Fondi esauriti, chiude l’asilo nido
Insorge la minoranza: contratto scaduto dal 2012 e mai rinnovato
ORSOGNA. Non ci sono più soldi per mantenere il servizio e l'asilo nido comunale è destinato a chiudere il prossimo 31 dicembre. La comunicazione alle mamme dei circa dieci neonati iscritti al Girotondo di Orsogna è stata fatta nei giorni scorsi dallo stesso sindaco Fabrizio Montepara. Che avrebbe anche proposto alle mamme di gestire direttamente la struttura e il servizio in modo da non essere costretti a chiudere il nido, ma la proposta non è stata accolta.
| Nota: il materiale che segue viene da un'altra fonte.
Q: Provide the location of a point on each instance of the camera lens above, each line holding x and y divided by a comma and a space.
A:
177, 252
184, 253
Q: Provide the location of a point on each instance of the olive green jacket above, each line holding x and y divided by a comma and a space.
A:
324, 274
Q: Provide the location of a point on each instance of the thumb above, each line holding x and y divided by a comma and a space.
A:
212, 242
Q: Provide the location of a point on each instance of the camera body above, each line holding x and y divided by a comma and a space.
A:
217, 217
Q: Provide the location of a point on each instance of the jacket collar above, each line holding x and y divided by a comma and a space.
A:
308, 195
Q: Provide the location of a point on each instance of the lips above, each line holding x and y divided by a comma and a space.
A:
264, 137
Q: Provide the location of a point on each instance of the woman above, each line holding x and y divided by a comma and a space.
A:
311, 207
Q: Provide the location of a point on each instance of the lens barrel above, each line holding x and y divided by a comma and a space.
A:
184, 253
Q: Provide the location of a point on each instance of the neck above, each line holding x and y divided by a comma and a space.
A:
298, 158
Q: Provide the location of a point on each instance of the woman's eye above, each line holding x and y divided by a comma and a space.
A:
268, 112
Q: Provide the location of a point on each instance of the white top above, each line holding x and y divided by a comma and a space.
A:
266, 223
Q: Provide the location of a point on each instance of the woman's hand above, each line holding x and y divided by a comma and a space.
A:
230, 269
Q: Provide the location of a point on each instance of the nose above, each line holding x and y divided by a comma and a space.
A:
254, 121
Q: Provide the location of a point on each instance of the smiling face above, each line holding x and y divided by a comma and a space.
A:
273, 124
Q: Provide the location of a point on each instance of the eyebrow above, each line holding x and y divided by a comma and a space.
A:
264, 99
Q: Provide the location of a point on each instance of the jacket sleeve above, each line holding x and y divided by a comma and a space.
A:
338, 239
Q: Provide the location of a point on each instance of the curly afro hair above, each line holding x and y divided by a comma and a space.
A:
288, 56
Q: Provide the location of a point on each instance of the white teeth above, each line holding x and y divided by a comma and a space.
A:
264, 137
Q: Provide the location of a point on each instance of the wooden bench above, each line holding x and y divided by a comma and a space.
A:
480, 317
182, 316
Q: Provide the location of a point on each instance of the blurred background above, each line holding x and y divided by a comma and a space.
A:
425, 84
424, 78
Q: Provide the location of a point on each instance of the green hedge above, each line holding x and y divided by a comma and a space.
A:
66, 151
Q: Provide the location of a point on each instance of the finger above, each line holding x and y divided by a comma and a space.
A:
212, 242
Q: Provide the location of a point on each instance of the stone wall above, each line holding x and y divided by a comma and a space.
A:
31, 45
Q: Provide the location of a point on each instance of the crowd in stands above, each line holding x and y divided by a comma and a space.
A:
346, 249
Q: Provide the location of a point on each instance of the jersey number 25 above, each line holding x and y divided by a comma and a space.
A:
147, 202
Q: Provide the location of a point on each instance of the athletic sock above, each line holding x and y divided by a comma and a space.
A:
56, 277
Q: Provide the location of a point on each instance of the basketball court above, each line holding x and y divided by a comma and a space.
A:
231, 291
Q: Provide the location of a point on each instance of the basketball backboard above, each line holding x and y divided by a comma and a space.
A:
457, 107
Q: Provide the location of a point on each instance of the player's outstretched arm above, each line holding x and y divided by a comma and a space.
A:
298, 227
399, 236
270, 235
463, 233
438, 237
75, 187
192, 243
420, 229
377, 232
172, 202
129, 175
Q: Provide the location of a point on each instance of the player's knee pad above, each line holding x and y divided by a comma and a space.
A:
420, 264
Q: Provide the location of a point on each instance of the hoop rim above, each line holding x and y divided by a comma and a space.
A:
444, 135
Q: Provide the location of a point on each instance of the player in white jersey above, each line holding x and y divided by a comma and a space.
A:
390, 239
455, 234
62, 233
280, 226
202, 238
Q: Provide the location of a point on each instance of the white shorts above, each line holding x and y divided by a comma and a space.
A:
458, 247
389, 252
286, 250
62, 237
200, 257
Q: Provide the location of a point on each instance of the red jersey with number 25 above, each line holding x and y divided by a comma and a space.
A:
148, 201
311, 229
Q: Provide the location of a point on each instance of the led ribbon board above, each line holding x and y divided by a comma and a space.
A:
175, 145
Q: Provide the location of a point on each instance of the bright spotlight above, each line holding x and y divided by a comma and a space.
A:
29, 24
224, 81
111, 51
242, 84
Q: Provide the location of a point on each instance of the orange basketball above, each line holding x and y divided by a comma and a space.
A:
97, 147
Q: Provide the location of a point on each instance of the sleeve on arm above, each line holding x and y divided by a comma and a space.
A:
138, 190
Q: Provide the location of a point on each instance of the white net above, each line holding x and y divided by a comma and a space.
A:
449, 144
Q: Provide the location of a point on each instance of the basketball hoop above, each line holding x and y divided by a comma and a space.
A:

Critica la minoranza: «Abbiamo appreso la notizia con molto stupore» commenta il consigliere Rino Carafa di Orsogna Civica e Democratica «visto che proprio in questi giorni era stata pubblicata una delibera di giunta con la quale si dava mandato al responsabile del servizio amministrativo di disporre la proroga tecnica dell’affidamento della gestione del nido d’infanzia fino a tutto il mese di dicembre alla cooperativa Frammenti, così da non interrompere il servizio, proroga resa necessaria perché il contratto con la stessa cooperativa è scaduto dal 2012 e non è mai stata fatta una nuova gara d’appalto. Con lo stesso atto si incaricava il responsabile di avviare tempestivamente le procedure di gara per riaffidare il servizio alla stessa cooperativa. Siamo perplessi» conclude Orsogna Civica e Democratica «anche perchè si decide di interrompere un servizio su cui l’amministrazione ha indirizzato la propria attenzione soprattutto per il futuro, visto che sta realizzando la nuova struttura che andrà ad ospitare l’asilo nido in via Torre Pellegrina. Ci chiediamo se ci sono altri motivi che hanno portato il sindaco a fare questa scelta». (d.d.l.)